El poder no llega solo
LA lucha por el poder es el motor de muchos talentos y el promotor de no pocas de las desgracias que padece la humanidad. El poder es el fin supremo de la política, el designio más alto al que aspiran tantos hombres y no pocas mujeres.
En una obsesión que suele carcomerlos toda la vida, los políticos aspiran a obtener el poder con la supuesta intención de resolver los problemas de ‘la humanidad entera que entre cadenas gime’. Sin embargo, una vez instalados en alguna de sus cumbres (llámese presidencia, alcaldía, gobernación, etcétera), nos salen con el cuento de que el ostentar tal nivel de poder no es suficiente. Por eso, ante el primer tropiezo, cada gobernante -nacional, regional o local- se escuda en la tesis de que encontró todo descuadernado, que la situación resultó peor y que la crisis es más profunda de lo que le habían dicho.
Sólo en ese momento, cuando los acosan las dificultades, los dirigentes políticos salen a decir que, pese a todo el poder que manejan, no pueden hacer nada y olvidan que cuando estaban de candidatos prometían hacer de todo. Llegan incluso a lamentarse con pose de la soledad del poder, como esperando la solidaridad y la comprensión de sus electores.
Sin embargo, a sabiendas de todo lo anterior, conscientes de que el poder no lo es todo y de que la política es tan desagradecida, ¿por qué tantas personas lo persiguen tan afanosamente? Semejante contradicción sólo se explica al repasar las razones supuestas y las razones reales que las llevan a buscar el poder, para diferenciar la retórica de la práctica.
Al disfrazar sus reales ambiciones, los hambrientos de poder aducen curiosas razones que van desde la vocación de servicio hasta la recuperación de los valores, pasando por el sacrificio personal o el rescate de las instituciones. Pero todos sabemos que esos pretextos, esas respuestas de cajón, ocultan el verdadero incentivo de quienes van tras el poder, y que se reflejan en un inmenso deseo de reconocimiento público y social, en los beneficios asociados al ejercicio de un alto cargo, en una infinita megalomanía y, sobre todo, en ese complejo mesiánico que les hace suponer que ellos han sido enviados del cielo a salvar a sus semejantes.
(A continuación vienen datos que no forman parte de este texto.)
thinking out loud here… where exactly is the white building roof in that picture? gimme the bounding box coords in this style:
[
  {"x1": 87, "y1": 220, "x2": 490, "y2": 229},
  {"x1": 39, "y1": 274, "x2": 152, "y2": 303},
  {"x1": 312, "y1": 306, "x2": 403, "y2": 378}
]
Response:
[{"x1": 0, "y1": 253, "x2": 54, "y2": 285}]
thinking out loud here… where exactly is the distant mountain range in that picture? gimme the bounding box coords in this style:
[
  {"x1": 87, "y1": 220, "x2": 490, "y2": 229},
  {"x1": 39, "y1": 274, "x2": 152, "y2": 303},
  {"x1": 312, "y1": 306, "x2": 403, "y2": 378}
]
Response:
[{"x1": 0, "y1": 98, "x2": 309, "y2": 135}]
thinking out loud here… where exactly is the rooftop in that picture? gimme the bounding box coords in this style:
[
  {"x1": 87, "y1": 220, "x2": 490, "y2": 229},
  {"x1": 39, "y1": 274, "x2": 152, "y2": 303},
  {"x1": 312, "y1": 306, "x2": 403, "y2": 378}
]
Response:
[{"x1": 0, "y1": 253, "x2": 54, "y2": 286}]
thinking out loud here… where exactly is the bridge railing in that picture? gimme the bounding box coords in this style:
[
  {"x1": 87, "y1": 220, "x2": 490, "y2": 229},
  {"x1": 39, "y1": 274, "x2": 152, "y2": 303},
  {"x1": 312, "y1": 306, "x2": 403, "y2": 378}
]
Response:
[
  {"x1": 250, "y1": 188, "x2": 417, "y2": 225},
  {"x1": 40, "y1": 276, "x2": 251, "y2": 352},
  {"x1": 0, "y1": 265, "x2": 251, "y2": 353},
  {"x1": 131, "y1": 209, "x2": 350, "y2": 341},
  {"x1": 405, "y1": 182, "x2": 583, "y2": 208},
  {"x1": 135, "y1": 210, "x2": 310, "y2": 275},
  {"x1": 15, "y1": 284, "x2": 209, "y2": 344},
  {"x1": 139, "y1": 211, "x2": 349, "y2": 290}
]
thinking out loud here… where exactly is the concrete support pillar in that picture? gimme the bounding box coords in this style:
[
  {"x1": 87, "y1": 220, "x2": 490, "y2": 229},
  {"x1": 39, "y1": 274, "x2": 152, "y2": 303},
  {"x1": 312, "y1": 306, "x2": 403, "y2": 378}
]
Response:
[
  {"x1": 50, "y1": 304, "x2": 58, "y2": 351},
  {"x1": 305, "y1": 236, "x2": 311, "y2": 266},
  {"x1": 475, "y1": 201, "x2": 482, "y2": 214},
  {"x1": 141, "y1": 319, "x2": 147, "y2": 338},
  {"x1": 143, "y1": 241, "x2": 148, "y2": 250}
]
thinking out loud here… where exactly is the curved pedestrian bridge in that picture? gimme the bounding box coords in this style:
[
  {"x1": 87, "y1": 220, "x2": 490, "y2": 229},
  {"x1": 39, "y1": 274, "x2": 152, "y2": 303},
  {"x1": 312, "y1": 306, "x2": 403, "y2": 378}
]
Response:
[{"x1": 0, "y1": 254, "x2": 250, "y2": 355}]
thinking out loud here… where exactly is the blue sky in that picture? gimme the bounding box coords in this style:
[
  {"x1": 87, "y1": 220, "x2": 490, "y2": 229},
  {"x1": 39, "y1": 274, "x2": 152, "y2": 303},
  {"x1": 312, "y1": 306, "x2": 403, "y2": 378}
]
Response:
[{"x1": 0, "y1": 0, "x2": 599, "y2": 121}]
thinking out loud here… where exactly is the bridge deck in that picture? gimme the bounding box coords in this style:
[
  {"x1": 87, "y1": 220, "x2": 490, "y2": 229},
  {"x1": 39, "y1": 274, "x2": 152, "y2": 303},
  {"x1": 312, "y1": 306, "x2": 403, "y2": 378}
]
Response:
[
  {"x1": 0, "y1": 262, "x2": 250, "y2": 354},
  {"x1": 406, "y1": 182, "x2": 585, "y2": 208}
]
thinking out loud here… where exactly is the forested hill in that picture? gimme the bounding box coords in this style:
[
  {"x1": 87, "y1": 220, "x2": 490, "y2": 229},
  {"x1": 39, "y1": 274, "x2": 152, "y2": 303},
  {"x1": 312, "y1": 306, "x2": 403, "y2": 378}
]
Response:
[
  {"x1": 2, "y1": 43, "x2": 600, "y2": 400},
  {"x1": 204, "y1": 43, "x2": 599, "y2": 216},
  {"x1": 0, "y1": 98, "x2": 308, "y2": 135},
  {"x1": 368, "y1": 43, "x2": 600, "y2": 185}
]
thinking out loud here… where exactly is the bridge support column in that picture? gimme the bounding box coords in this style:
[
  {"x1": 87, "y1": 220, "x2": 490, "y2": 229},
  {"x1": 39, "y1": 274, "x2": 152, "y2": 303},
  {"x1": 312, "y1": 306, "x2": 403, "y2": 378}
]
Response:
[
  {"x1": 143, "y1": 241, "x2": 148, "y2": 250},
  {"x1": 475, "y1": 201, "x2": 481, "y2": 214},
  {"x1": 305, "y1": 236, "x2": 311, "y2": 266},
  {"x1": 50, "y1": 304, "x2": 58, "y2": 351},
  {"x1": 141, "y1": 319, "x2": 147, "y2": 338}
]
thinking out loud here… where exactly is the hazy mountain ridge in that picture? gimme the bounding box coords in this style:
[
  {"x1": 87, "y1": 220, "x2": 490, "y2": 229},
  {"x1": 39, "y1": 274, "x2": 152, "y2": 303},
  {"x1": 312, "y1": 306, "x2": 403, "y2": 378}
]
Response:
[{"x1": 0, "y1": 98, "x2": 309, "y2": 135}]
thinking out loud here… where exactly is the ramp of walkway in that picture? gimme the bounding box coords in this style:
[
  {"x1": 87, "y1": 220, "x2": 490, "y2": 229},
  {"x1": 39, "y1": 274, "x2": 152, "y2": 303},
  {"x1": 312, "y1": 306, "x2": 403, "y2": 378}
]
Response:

Quienes resulten elegidos este domingo tienen que entender que con esa cuota de poder adquieren también el compromiso de cumplir cabalmente con su deber, aunque eso no implique necesariamente el pago estricto de todas sus promesas electorales; al fin y al cabo una cosa es hacer campaña y otra gobernar. Y como humanos que son, tienen derecho a equivocarse, pero no a obrar de mala fe; pues, como decía el presidente Darío Echandía, en política se puede meter la pata, pero no la mano.